Please read the 'Notes' section below for a description of the differences between the original and EMBASSY MEMENEW, particularly which application command line options are supported.

References

(MEME) Timothy L. Bailey and Charles Elkan, "Fitting a mixture model by expectation maximization to discover motifs in biopolymers", Proceedings of the Second International Conference on Intelligent Systems for Molecular Biology, pp. 28-36, AAAI Press, Menlo Park, California, 1994.

(MAST) Timothy L. Bailey and Michael Gribskov, "Combining evidence using p-values: application to sequence homology searches", Bioinformatics, Vol. 14, pp. 48-54, 1998.

Warnings

Diagnostic Error Messages

None.

Exit status

It always exits with status 0.

Known bugs

None.

See also

Program name Description
antigenic Finds antigenic sites in proteins
digest Reports on protein proteolytic enzyme or reagent cleavage sites
echlorop Reports presence of chloroplast transit peptides
eiprscan Motif detection
elipop Prediction of lipoproteins
ememe Multiple EM for Motif Elicitation
ememetext Multiple EM for Motif Elicitation. Text file only
enetnglyc Reports N-glycosylation sites in human proteins
enetoglyc Reports mucin type GalNAc O-glycosylation sites in mammalian proteins
enetphos Reports ser, thr and tyr phosphorylation sites in eukaryotic proteins
epestfind Finds PEST motifs as potential proteolytic cleavage sites
eprop Reports propeptide cleavage sites in proteins
esignalp Reports protein signal cleavage sites
etmhmm Reports transmembrane helices
eyinoyang Reports O-(beta)-GlcNAc attachment sites
fuzzpro Search for patterns in protein sequences
fuzztran Search for patterns in protein sequences (translated)
helixturnhelix Identify nucleic acid-binding motifs in protein sequences
oddcomp Identify proteins with specified sequence word composition
omeme Motif detection
patmatdb Searches protein sequences with a sequence motif
patmatmotifs Scan a protein sequence with motifs from the PROSITE database
pepcoil Predicts coiled coil regions in protein sequences
preg Regular expression search of protein sequence(s)
pscan Scans protein sequence(s) with fingerprints from the PRINTS database
sigcleave Reports on signal cleavage sites in a protein sequence

Author(s)

This program is an EMBOSS conversion of a program written by Sean Eddy as part of his HMMER package.

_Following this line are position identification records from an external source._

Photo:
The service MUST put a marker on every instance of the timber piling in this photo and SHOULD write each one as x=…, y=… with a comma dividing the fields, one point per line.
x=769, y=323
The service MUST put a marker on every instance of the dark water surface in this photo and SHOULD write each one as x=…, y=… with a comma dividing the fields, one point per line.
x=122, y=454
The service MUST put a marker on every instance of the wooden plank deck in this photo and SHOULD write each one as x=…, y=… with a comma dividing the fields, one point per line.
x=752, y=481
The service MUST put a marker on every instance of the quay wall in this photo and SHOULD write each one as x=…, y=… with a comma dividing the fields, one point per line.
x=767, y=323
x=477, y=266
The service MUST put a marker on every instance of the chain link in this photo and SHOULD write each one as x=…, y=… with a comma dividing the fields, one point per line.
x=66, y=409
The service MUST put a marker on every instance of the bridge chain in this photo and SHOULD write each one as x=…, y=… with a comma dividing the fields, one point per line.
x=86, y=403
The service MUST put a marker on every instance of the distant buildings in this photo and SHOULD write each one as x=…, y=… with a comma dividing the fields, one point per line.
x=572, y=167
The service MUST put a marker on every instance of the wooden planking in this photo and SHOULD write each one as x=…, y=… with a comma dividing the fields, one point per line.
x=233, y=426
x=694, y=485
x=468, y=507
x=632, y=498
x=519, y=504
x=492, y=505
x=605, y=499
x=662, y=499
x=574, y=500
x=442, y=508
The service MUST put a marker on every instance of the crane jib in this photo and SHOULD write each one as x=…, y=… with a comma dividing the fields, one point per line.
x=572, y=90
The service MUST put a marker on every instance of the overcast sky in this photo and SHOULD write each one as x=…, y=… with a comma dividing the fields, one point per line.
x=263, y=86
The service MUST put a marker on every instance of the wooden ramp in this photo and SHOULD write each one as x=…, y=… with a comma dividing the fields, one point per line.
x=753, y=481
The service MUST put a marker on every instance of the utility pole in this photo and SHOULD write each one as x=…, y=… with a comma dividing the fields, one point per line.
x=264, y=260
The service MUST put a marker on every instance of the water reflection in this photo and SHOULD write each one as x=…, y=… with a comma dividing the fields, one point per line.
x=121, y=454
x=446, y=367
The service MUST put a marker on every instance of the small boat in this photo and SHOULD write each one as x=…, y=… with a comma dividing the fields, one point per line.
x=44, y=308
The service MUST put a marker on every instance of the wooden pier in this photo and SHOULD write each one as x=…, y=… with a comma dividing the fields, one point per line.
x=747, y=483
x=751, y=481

Please report all bugs to the EMBOSS bug team (emboss-bug © emboss.open-bio.org) not to the original author. Jon Ison
European Bioinformatics Institute, Wellcome Trust Genome Campus, Hinxton, Cambridge CB10 1SD, UK

Please report all bugs to the EMBOSS bug team (emboss-bug © emboss.open-bio.org) not to the original author.

This program is an EMBASSY wrapper to a program written by Timothy L. Bailey as part of his meme package.

Please report any bugs to the EMBOSS bug team in the first instance, not to Timothy L. Bailey.

History

None.

Target users

This program is intended to be used by everyone and everything, from naive users to embedded scripts.